Using a combination of genetic suppressor screening and cellular and biochemical characterisation approaches the team’s findings revealed that the BRAF protein regulates FREE1, an essential component in seedling development and pathogen defence in crops that they had previously discovered. The BRAF protein regulates more FREE1 when there are more plasma membrane (PM) proteins waiting for degradation.

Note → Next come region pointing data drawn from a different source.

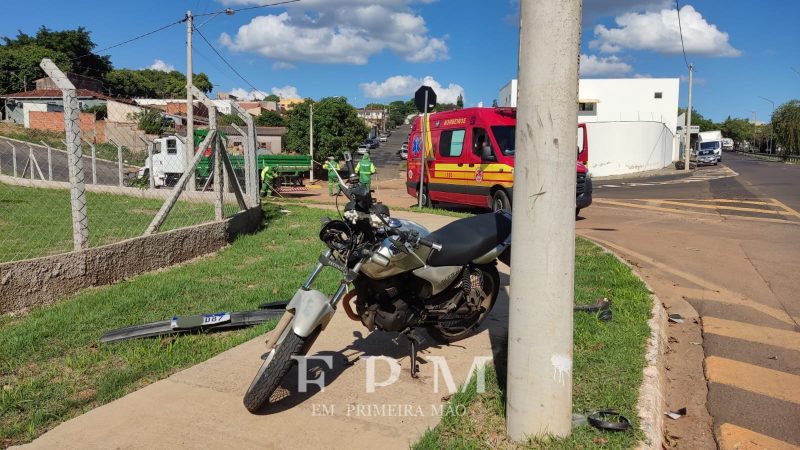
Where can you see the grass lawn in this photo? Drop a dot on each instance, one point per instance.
(52, 367)
(37, 222)
(608, 363)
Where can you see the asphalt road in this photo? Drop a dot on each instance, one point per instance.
(107, 172)
(386, 159)
(720, 246)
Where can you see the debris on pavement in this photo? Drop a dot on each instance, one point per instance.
(675, 415)
(676, 318)
(609, 419)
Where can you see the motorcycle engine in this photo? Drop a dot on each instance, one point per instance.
(383, 305)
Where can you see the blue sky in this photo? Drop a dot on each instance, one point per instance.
(381, 50)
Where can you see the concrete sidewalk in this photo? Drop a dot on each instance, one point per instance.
(202, 406)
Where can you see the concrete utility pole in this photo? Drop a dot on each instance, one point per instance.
(311, 141)
(539, 380)
(189, 100)
(688, 135)
(769, 139)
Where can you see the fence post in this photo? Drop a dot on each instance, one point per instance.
(250, 159)
(212, 129)
(49, 160)
(13, 158)
(149, 146)
(80, 220)
(119, 162)
(94, 162)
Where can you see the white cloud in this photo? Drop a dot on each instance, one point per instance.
(160, 65)
(286, 92)
(281, 65)
(406, 85)
(659, 32)
(347, 31)
(593, 65)
(244, 94)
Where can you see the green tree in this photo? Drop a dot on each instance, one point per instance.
(19, 65)
(153, 83)
(269, 119)
(228, 119)
(738, 129)
(336, 127)
(76, 45)
(786, 124)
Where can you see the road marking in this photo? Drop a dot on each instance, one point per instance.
(709, 291)
(732, 208)
(602, 201)
(787, 339)
(786, 208)
(732, 437)
(772, 383)
(727, 200)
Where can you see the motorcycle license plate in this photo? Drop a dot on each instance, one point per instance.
(201, 320)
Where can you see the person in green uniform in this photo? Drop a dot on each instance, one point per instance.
(365, 169)
(267, 176)
(333, 180)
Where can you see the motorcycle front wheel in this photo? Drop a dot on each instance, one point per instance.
(274, 368)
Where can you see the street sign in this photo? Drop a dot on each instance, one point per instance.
(419, 98)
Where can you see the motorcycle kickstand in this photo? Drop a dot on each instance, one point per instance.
(415, 341)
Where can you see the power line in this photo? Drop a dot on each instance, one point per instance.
(680, 29)
(230, 11)
(230, 66)
(132, 39)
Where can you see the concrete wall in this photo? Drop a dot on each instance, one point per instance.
(617, 148)
(34, 282)
(91, 129)
(632, 99)
(122, 112)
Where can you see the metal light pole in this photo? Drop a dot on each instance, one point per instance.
(311, 140)
(422, 159)
(539, 395)
(769, 139)
(688, 135)
(189, 153)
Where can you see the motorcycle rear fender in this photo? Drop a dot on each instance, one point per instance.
(492, 254)
(311, 310)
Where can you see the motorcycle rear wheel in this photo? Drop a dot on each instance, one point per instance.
(491, 286)
(274, 368)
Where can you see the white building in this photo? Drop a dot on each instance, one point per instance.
(631, 122)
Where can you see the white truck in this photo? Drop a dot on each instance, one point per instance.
(169, 161)
(710, 140)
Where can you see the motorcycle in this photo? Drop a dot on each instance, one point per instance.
(403, 278)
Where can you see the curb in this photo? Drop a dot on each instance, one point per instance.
(651, 403)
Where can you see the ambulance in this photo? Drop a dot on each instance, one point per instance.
(471, 159)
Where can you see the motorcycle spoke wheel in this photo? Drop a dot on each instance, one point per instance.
(452, 327)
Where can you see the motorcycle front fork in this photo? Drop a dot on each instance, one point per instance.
(288, 316)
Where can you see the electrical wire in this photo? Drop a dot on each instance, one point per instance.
(246, 8)
(98, 52)
(680, 30)
(230, 66)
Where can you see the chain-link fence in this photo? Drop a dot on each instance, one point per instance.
(80, 170)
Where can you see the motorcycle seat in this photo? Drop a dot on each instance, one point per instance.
(467, 239)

The latest study was published in Nature Communications in September 2018.

Jiang said that the discovery provided a deeper understanding of the molecular mechanism of plant multivesicular body biogenesis and a novel molecular basis for crop improvement. “Since ESCRT machinery controls the homeostasis of the many PM-localised hormone receptors, and the regulator BRAF is also conserved in the plant kingdom, for example in rice, maize and soybean, [this] further research on the molecular mechanism of plant BRAF provides new insight into how to improve crop quality to overcome a stress environment or pathogen infection, which have become serious problems in agriculture.”

Professor Bo Liu, of University of California, Davis, commented: “The discovery marks another breakthrough by Professor Jiang’s research team after their earlier discovery of the novel FREE1 protein, which plays an essential role in the biogenesis of multivesicular bodies or prevacuolar compartments in plant cells. It has advanced our knowledge on the regulatory mechanism underlying endosomal sorting, and will guide future studies on the homeostasis of membrane proteins that is of great significance in understanding plant growth and form.”

Professor Liwen Jiang is a Professor in the Department of Biology and Director of the Centre for Cell and Developmental Biology at the Chinese University of Hong Kong. Professor Jiang’s research focuses on understanding the molecular mechanisms of protein trafficking and organelle biogenesis in plant secretory and endocytic pathways as well as their applications in plant biotechnology.